Yes, it's going to be a pageview generator, since you'll have people early on checking 100x a day to see if someone mentioned them, but give it a little time, and that'll stop since chances are noone will notice the post.
And this is why they mention the 20 million page views number instead of their uniques number.
That's true but they are only 6 weeks in. If they can do this, they can probably add new interesting features which get them loyal users over time. I like to be hopeful rather than cynical by default.
Edit: I just realised you still didn't answer my question. I ask it sincerely: What dynamics do you think it needs to have staying power?
Blue, blue, blue. . . twitter is blue, facebook is blue, most of microsoft/bing is blue, even gmail (default) is blue. A more creative / edgy design would help a lot.
Design critique aside, the idea is a very good one.
Having recently been in college, I know first hand how addicted people get to facebook, always having it open in a tab. This looks similar because now the information isn't stagnant and always available, it's constantly changing. If you don't check it, you might miss out on that cute guy/girl who noticed you, and everyone is always looking for that..right?

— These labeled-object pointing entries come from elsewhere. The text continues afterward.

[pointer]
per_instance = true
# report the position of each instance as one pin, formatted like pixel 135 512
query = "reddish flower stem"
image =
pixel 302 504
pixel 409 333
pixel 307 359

I think it's a great idea - but just as quick as it's blowing up, it can also deflate imo. As someone else mentioned, it shouldn't get that chatroullette syndrome, where every post from a girl is met with "down to fuck??!!" and "here's a pic of my penis ___". If it gets labeled as "stalker, creepy, gross, lame" by girls and they leave, guys will obviously follow suit...something to watch for
Recent comment by PG on the outing of startups who anonymously post jobs: http://news.ycombinator.com/item?id=2022335. In my eyes such a thing falls in the "not-unethical-but-something-you-shouldn't-do" category. There's nothing strictly wrong with it since you are just using publicly available information, but it is a courtesy not to. Sure perhaps someone else will out a startup, but you don't have to be that guy.
Love how something gets tech crunch overage when they are trying to keep a low profile when all these other startups who bug them by email constantly struggle to get a mention.
The idea definitely has potential. The current market they are targeting is the best setting for this kind of application. A bunch of horny college students in a confined location, i.e. a campus. If the founders manage things right I think they could turn this into a great platform for developers and advertisers and this comes at just the right time because everyone and their gandma at this point has a location aware mobile device.
Awww, I had the same idea last year, while taking the daily train, but I never really believed in it. Actually I was also hoping to have iphones regularly advertise the owner's page on which to anonymously comment.
This has the perfect viral pull of "I wonder if anybody likes me" - kind of like that brilliant old Classmates.com line "Is an old classmate searching for you?" or HotOrNot.com
Facebook-attaché Formspring.me has nailed the anon part alone and been rewarded with insane, fairly sustainable traffic:
http://siteanalytics.compete.com/formspring.me/
I'm not sure this is a huge, revolutionary business but I'll bet that these guys do pretty darn well and as a feeder to dating sites they'll crush it (which incidentally powered a huge part of FB's early revenue and is still an important cornerstone).